Kubernetes Operator for Slurm Clusters
Run Slurm on Kubernetes, by SchedMD. A Slinky project.
Table of Contents
Overview
Slurm and Kubernetes are workload managers originally designed for different
kinds of workloads. In broad strokes: Kubernetes excels at scheduling workloads
that typically run for an indefinite amount of time, with potentially vague
resource requirements, on a single node, with loose policy, but can scale its
resource pool infinitely to meet demand; Slurm excels at quickly scheduling
workloads that run for a finite amount of time, with well defined resource
requirements and topology, on multiple nodes, with strict policy, but its
resource pool is known.
This project enables the best of both workload managers, unified on Kubernetes.
It contains a Kubernetes operator to deploy and manage certain components of
Slurm clusters. This repository implements custom-controllers and
custom resource definitions (CRDs) designed for the lifecycle (creation,
upgrade, graceful shutdown) of Slurm clusters.

For additional architectural notes, see the architecture docs.
Slurm Cluster
Slurm clusters are very flexible and can be configured in various ways. Our
Slurm helm chart provides a reference implementation that is highly customizable
and tries to expose everything Slurm has to offer.

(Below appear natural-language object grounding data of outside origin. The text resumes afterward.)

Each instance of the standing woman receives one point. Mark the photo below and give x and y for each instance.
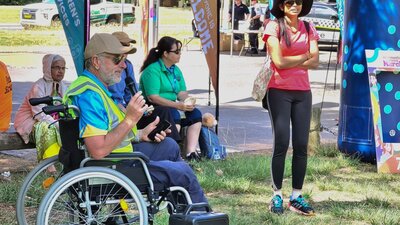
(293, 49)
(163, 84)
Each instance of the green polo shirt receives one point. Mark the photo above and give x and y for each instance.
(156, 79)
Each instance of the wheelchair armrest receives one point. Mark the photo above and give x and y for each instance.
(132, 155)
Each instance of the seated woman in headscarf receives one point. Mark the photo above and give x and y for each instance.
(30, 123)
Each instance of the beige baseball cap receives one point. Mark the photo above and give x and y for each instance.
(106, 43)
(123, 37)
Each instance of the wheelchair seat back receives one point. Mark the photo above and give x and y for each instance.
(70, 153)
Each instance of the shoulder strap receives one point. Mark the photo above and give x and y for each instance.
(307, 24)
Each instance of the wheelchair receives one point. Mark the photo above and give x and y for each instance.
(117, 189)
(37, 182)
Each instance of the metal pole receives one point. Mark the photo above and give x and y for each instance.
(217, 85)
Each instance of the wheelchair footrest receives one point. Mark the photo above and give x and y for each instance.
(204, 217)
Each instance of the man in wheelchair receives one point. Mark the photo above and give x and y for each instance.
(106, 129)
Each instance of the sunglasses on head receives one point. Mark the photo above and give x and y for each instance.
(290, 3)
(177, 51)
(116, 59)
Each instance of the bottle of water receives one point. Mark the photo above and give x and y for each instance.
(216, 155)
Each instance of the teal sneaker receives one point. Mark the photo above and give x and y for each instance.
(299, 205)
(276, 205)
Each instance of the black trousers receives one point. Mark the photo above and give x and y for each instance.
(287, 106)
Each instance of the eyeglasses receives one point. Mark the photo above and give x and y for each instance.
(177, 51)
(290, 3)
(116, 59)
(58, 68)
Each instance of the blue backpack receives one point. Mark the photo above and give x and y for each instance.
(209, 144)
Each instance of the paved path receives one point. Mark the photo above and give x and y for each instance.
(243, 124)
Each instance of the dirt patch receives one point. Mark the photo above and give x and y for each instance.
(15, 164)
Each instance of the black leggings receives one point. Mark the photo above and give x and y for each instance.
(286, 106)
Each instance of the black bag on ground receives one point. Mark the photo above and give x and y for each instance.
(210, 146)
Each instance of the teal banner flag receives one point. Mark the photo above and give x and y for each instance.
(72, 16)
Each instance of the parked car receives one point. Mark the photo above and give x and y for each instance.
(101, 11)
(325, 18)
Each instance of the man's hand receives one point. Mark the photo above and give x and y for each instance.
(159, 136)
(135, 108)
(185, 107)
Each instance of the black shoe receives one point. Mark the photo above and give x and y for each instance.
(254, 51)
(194, 156)
(276, 205)
(300, 206)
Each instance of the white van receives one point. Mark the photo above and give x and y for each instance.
(101, 11)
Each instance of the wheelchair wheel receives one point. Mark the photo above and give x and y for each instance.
(93, 195)
(34, 187)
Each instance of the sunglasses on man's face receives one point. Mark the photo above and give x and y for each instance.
(116, 59)
(290, 3)
(177, 51)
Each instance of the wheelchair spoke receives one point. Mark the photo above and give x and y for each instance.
(95, 199)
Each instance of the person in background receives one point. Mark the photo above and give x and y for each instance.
(294, 50)
(241, 12)
(163, 84)
(5, 97)
(30, 122)
(255, 24)
(122, 95)
(107, 129)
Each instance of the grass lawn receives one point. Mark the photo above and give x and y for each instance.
(342, 191)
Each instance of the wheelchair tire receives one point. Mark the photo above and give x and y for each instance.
(93, 195)
(32, 190)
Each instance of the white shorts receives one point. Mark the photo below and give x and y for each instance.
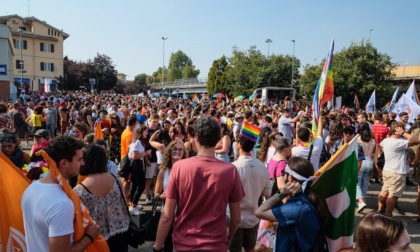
(151, 171)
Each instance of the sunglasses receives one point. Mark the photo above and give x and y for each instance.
(177, 150)
(8, 140)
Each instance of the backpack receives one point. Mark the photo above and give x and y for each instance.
(18, 119)
(324, 157)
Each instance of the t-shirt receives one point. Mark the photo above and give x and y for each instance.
(380, 132)
(281, 165)
(47, 212)
(255, 181)
(301, 151)
(297, 218)
(135, 146)
(395, 151)
(285, 127)
(203, 188)
(126, 138)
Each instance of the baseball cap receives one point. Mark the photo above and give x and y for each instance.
(239, 115)
(42, 133)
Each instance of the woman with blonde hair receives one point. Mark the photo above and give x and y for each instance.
(174, 152)
(377, 232)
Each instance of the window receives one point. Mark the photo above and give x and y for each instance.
(47, 47)
(18, 65)
(16, 43)
(47, 67)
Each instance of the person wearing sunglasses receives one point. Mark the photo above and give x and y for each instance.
(10, 148)
(300, 218)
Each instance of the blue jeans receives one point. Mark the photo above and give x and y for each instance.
(363, 178)
(51, 129)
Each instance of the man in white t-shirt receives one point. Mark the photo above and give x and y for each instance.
(304, 145)
(396, 167)
(285, 123)
(48, 212)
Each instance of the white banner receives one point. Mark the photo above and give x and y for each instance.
(406, 104)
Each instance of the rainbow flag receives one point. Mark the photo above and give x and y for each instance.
(324, 89)
(387, 106)
(250, 131)
(356, 102)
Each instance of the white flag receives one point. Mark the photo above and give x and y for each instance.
(406, 104)
(370, 106)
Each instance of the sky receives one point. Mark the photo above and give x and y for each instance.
(131, 31)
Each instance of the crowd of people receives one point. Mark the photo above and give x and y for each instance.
(232, 175)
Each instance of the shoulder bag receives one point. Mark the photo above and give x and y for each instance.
(136, 234)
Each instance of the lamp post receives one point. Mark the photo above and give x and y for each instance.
(293, 63)
(163, 62)
(21, 57)
(268, 41)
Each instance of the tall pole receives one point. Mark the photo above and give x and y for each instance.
(268, 41)
(293, 63)
(163, 62)
(21, 58)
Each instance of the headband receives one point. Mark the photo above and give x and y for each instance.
(299, 177)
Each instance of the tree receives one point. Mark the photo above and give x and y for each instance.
(102, 69)
(360, 69)
(217, 79)
(180, 66)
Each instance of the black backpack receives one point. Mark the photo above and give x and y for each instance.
(18, 119)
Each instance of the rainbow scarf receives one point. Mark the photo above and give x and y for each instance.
(250, 131)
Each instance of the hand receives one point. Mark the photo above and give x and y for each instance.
(93, 230)
(291, 188)
(399, 131)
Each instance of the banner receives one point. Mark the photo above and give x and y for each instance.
(340, 196)
(12, 185)
(406, 104)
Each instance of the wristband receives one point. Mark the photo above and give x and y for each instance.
(88, 236)
(157, 250)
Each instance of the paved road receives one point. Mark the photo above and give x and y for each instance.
(407, 203)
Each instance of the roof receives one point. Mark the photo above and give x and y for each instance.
(31, 19)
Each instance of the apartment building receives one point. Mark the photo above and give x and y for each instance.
(38, 51)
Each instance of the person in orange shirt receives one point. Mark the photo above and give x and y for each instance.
(126, 138)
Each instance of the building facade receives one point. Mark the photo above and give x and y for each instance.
(38, 52)
(8, 89)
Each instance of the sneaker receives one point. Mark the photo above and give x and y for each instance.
(135, 212)
(149, 199)
(361, 207)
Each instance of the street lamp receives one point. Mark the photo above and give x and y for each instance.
(163, 62)
(293, 62)
(268, 41)
(21, 57)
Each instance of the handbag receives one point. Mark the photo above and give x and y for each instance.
(136, 234)
(149, 221)
(124, 170)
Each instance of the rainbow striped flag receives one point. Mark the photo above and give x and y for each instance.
(356, 102)
(324, 89)
(387, 106)
(250, 131)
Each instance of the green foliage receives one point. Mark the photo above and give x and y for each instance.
(250, 69)
(217, 81)
(180, 66)
(360, 69)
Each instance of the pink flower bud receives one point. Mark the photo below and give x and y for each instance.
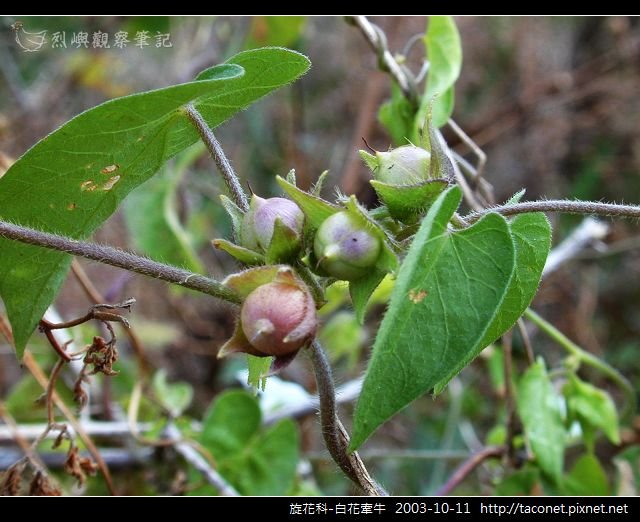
(258, 223)
(346, 248)
(279, 318)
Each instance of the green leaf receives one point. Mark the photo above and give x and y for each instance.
(234, 213)
(342, 336)
(532, 237)
(361, 291)
(269, 464)
(244, 255)
(404, 201)
(231, 422)
(539, 408)
(315, 210)
(154, 226)
(587, 478)
(174, 397)
(444, 52)
(281, 31)
(593, 407)
(258, 370)
(76, 177)
(254, 462)
(449, 290)
(397, 116)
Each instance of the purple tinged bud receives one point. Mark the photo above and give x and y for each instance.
(258, 223)
(345, 248)
(278, 318)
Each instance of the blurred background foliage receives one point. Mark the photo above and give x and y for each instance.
(552, 101)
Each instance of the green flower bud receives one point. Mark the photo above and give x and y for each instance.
(346, 248)
(406, 165)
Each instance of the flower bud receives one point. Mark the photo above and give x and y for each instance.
(258, 223)
(278, 318)
(406, 165)
(345, 248)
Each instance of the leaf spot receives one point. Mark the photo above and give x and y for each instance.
(111, 183)
(417, 295)
(88, 186)
(110, 169)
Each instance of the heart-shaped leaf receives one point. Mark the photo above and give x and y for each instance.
(74, 179)
(450, 289)
(539, 407)
(532, 237)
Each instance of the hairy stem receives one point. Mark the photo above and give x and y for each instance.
(468, 466)
(119, 258)
(230, 178)
(561, 205)
(588, 359)
(334, 433)
(378, 42)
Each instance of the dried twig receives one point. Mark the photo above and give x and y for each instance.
(40, 376)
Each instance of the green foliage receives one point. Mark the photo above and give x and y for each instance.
(449, 289)
(444, 52)
(174, 397)
(539, 407)
(586, 478)
(519, 483)
(76, 177)
(397, 116)
(255, 461)
(531, 234)
(151, 215)
(593, 407)
(258, 370)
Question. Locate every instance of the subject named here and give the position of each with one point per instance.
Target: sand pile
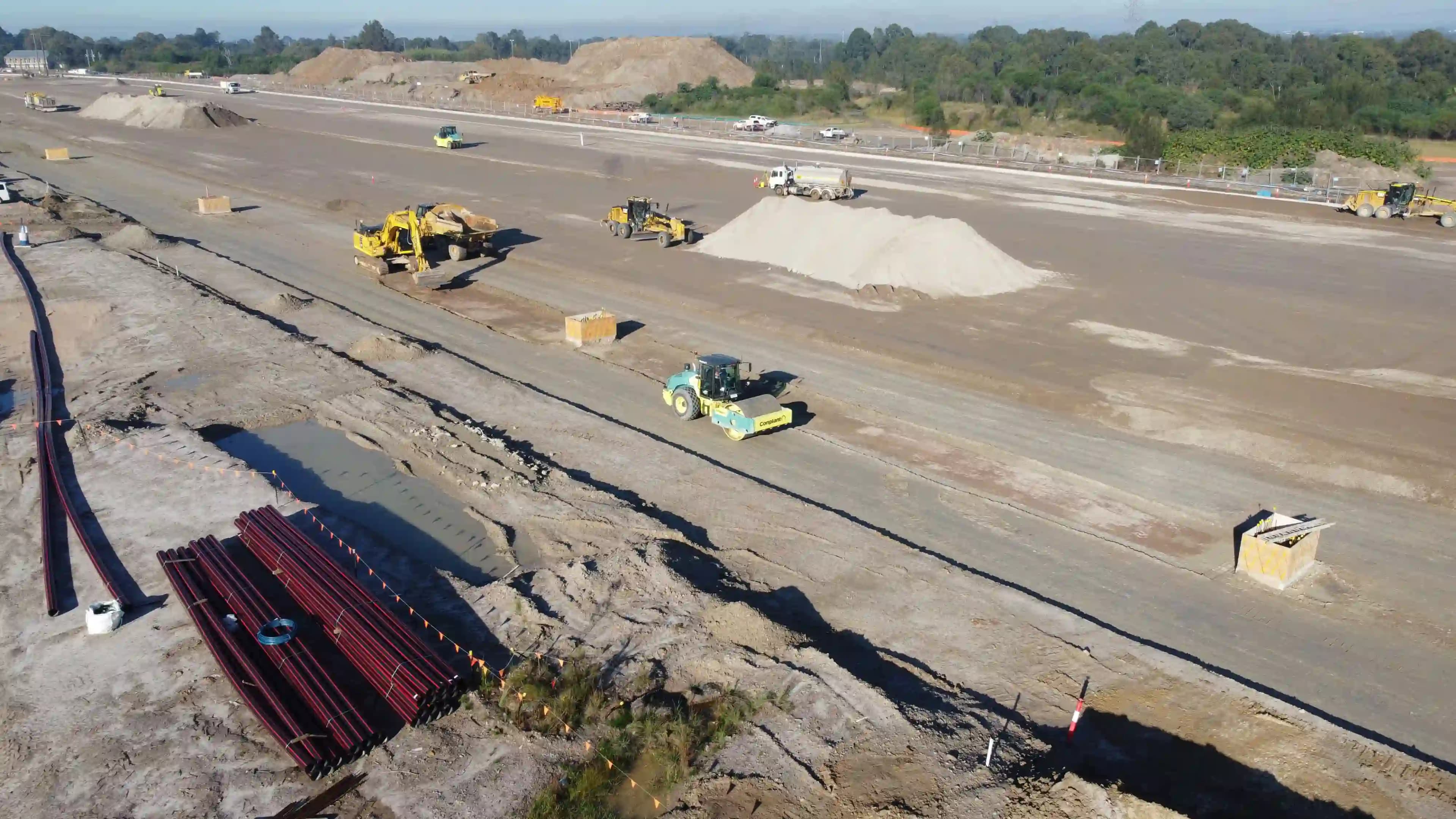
(337, 65)
(162, 113)
(132, 238)
(857, 247)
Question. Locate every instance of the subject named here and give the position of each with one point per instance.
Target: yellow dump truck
(414, 238)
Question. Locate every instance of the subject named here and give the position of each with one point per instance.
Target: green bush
(1269, 146)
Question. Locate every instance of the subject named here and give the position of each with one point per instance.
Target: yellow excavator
(411, 238)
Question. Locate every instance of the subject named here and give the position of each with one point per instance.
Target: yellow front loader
(408, 238)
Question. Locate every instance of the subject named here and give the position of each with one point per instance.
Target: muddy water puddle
(404, 512)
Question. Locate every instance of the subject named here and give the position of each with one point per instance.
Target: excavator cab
(638, 210)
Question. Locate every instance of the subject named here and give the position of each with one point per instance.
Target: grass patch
(659, 748)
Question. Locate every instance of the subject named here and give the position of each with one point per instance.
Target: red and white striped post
(1076, 713)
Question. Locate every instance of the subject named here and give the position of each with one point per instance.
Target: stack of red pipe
(315, 687)
(268, 697)
(395, 661)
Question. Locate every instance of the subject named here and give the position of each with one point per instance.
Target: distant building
(27, 60)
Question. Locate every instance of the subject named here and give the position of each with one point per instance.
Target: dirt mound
(857, 247)
(162, 113)
(602, 72)
(337, 65)
(286, 304)
(386, 349)
(1350, 169)
(132, 238)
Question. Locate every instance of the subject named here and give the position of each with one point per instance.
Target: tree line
(1190, 76)
(1183, 78)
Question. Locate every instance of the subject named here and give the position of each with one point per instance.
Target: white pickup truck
(810, 181)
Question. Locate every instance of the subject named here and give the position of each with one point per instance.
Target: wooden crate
(1270, 556)
(215, 205)
(599, 327)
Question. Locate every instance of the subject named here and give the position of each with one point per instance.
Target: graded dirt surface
(1083, 448)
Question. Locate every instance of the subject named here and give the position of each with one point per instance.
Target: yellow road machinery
(712, 385)
(38, 101)
(449, 136)
(416, 238)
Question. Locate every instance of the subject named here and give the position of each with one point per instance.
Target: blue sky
(582, 18)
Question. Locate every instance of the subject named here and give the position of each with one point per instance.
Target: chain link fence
(1305, 184)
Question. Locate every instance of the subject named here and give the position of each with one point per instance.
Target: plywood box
(1280, 549)
(215, 205)
(592, 328)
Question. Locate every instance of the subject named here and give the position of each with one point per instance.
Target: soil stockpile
(602, 72)
(861, 247)
(386, 349)
(132, 238)
(654, 65)
(337, 65)
(162, 113)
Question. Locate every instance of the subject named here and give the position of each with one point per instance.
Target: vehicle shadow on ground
(1244, 528)
(1183, 776)
(509, 238)
(924, 703)
(308, 486)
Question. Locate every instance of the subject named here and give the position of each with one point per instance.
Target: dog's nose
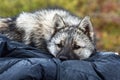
(63, 58)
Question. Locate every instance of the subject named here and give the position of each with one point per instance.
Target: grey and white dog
(64, 35)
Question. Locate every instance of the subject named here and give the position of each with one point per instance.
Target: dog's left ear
(58, 22)
(86, 26)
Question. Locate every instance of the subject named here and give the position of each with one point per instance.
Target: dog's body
(54, 30)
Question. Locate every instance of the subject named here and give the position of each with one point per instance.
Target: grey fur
(57, 31)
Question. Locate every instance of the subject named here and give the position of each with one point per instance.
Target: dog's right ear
(58, 22)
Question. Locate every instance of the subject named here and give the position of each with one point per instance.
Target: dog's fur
(55, 30)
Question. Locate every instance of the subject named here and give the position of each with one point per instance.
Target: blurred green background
(105, 16)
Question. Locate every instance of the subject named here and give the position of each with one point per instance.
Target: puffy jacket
(22, 62)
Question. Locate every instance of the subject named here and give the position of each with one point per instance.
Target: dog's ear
(86, 26)
(58, 22)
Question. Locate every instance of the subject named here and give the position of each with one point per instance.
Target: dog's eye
(76, 46)
(60, 45)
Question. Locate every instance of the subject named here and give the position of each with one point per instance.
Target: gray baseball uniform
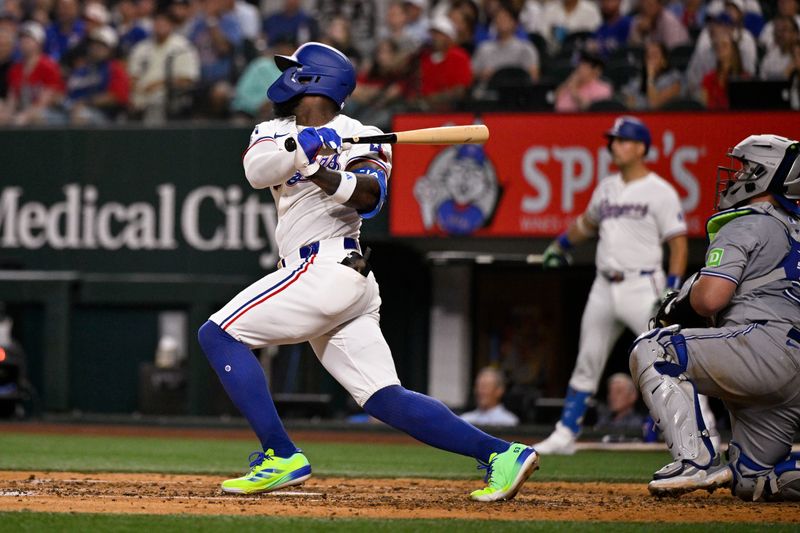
(752, 359)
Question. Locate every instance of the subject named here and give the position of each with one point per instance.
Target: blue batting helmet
(630, 128)
(314, 68)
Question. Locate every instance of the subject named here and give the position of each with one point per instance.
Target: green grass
(35, 522)
(82, 453)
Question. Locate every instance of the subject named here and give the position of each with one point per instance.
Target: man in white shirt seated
(489, 390)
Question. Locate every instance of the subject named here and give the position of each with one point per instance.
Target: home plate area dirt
(327, 497)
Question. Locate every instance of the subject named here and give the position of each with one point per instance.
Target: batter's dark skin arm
(367, 193)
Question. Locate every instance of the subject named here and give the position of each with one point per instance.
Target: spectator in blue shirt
(131, 28)
(216, 34)
(616, 27)
(291, 24)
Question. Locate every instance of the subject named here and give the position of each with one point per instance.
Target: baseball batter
(749, 290)
(632, 212)
(324, 291)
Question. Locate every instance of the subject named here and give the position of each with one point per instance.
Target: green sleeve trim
(715, 222)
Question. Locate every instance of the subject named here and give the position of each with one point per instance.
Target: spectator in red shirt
(35, 86)
(445, 69)
(98, 90)
(383, 89)
(729, 65)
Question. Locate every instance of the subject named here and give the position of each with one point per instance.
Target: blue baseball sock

For additional information about Slurm, see the slurm docs.
Features
Controller
The Slurm control-plane is responsible for scheduling Slurm workload onto its
worker nodes and managing their states.
Slurm High Availability (HA) is effectively achieved though
Kubernetes regenerating the Slurm controller pod if it crashes. This is
generally faster than the time it takes for a backup controller to assume
control if the primary crashes. Because Slurm's version of HA is not being used,
a shared filesystem is not required for this.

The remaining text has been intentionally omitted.